There was no answer, and no one stepped forward. The aged leader cast his eyes slowly around the crowd to make sure he had missed none, and then returned to the two challengers.
“So be it!” he said. “The leadership shall be settled between these two—White Tail and Young Black Buck. The herd must accept the victor as their leader.”
In the next story will come the combat.
STORY XV
The Great Combat
Now the law of the herd says that the challengers for leadership shall fight until one or the other is victor. If it takes hours or days or weeks it must continue until one is beaten and can no longer fight. The rules are simple. He must prove himself the victor by strength, cunning, intelligence, trickery or any other way. The leader must be supreme so that none again dare challenge his authority.
It is always a battle royal in the woods.

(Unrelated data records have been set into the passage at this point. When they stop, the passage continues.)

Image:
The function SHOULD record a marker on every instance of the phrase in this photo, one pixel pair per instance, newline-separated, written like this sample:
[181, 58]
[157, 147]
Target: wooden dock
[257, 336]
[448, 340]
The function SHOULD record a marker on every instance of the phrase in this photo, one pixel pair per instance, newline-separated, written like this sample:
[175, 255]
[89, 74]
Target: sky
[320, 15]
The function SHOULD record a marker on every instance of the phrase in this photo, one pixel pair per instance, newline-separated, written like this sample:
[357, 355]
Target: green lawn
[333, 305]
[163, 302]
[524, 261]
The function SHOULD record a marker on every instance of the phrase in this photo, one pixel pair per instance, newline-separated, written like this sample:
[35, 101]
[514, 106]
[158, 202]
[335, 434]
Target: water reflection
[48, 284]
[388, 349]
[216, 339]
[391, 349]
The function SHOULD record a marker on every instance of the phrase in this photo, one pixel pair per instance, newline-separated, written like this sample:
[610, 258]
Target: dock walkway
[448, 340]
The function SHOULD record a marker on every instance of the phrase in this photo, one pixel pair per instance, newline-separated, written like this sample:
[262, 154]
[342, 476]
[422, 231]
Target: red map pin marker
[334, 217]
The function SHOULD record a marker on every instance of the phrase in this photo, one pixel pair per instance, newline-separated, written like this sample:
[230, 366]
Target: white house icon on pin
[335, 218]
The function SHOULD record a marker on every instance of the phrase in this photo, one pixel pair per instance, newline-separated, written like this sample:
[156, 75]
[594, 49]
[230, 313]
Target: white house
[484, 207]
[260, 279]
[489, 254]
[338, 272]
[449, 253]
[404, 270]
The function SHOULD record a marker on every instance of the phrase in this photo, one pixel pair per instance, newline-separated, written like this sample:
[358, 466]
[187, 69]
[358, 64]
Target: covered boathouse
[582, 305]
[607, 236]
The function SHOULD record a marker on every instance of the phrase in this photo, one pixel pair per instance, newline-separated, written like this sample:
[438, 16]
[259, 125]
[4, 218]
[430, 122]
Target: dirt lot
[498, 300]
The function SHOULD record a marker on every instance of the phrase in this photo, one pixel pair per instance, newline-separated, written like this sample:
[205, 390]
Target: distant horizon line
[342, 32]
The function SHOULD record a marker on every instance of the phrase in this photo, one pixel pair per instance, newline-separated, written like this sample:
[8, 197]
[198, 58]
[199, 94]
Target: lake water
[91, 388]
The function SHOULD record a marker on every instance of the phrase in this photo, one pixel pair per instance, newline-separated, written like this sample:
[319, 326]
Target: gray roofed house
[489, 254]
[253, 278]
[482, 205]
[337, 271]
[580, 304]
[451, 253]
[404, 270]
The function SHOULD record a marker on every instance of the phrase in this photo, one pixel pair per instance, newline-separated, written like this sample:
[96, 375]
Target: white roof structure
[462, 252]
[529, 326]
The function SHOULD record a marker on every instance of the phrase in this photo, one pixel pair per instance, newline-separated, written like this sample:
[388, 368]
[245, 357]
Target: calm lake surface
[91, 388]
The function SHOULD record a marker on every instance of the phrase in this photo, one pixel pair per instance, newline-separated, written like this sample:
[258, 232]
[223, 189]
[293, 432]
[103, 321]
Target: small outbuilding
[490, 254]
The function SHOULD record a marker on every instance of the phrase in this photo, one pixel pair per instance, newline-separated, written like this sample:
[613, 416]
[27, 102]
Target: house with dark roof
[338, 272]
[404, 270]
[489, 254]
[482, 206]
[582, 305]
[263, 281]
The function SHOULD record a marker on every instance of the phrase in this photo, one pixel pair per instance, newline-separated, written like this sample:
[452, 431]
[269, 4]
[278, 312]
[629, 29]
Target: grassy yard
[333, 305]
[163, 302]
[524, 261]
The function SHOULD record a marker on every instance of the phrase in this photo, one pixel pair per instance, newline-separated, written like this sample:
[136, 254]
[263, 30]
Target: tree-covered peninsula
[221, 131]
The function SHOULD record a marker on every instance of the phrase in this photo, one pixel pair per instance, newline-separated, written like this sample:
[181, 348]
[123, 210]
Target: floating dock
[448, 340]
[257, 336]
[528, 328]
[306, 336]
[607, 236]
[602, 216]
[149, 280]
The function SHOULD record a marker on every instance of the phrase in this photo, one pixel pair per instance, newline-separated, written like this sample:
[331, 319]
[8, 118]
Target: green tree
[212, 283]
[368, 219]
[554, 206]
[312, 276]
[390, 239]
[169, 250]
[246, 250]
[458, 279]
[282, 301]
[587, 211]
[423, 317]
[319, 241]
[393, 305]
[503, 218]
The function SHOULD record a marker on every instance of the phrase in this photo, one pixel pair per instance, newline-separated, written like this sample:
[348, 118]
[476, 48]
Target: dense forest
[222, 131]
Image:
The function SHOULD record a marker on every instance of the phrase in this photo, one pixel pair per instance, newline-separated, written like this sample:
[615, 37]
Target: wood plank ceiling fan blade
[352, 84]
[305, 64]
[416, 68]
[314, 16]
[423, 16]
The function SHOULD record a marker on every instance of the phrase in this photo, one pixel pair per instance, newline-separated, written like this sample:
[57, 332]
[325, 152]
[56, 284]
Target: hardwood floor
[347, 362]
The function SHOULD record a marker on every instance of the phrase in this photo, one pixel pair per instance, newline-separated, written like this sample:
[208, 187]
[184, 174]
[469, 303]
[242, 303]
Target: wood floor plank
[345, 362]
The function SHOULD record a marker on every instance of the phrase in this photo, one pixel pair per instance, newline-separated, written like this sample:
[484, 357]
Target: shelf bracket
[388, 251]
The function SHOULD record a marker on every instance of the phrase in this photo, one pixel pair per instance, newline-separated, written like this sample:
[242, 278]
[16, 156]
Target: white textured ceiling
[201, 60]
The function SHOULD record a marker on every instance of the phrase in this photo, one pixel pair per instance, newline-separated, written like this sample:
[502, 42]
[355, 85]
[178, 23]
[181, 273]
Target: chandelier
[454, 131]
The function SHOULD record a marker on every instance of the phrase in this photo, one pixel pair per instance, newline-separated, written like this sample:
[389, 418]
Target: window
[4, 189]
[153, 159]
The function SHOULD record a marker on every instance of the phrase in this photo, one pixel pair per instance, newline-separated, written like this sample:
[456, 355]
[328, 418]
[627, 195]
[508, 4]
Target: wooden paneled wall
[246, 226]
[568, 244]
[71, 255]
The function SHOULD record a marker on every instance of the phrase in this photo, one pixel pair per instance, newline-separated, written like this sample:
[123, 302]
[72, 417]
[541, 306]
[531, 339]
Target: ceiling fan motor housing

It never ends in a draw, except in those few sad but rare cases when horns and antlers get interlocked, and neither can pull away until both starve. Then a new challenge must be issued, and another leader chosen. Of this, both White Tail and Young Black Buck knew, and above all they sought to keep their horns and antlers from becoming interlocked. It availed the victor little to conquer if he starved with the vanquished.
When they sprang toward each other with lowered heads, they kept a wary eye out for the other’s twisted antlers. It was a light charge at first, a mere test of skill and strength; but their heads came together with a shock that sounded throughout the woods.

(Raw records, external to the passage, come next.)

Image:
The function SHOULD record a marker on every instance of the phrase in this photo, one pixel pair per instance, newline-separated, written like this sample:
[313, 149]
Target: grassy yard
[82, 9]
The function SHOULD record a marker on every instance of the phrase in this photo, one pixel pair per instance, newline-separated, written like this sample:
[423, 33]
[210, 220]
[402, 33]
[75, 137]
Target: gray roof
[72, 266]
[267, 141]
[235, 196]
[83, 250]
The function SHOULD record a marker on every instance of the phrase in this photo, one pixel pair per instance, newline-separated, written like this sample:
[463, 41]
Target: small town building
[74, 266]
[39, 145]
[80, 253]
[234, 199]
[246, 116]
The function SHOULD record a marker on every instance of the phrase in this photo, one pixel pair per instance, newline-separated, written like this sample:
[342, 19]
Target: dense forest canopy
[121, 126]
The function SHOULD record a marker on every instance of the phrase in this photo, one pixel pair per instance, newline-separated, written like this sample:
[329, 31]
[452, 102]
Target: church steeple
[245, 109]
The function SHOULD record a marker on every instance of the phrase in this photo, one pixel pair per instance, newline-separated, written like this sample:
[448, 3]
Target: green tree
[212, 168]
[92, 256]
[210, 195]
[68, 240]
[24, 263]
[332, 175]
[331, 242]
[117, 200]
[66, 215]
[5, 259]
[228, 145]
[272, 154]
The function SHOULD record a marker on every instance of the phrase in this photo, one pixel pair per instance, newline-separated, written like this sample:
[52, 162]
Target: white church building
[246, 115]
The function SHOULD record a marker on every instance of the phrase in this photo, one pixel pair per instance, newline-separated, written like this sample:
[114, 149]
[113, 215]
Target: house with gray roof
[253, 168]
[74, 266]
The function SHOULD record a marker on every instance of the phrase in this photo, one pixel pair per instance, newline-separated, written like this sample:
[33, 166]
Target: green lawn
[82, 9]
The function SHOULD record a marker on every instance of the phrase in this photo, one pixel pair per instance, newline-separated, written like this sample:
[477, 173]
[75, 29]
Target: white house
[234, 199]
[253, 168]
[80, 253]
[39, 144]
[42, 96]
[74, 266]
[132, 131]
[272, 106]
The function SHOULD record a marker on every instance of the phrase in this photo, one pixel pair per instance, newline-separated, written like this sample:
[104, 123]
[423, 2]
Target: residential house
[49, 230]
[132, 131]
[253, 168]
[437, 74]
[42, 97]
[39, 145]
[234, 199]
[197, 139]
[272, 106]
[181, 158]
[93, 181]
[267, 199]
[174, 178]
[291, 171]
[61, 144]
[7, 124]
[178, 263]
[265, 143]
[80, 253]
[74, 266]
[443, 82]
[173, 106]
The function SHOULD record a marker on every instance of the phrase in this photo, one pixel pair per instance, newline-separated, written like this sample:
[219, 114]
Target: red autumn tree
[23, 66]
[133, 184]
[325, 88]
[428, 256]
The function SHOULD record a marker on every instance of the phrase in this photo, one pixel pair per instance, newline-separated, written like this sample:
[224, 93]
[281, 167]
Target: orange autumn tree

Then they withdrew, and trotted around each other, waiting for a favorable opening. Both knew that one blow against the side or limbs of the other would cripple his antagonist so the fight would be short. After circling White Tail three times, Young Black Buck launched his head straight for the flanks of his enemy, and for a moment it looked as if he would gain a great advantage; but at the critical instant White Tail turned and met the charge head-on. The clash of antlers was terrific but neither went down.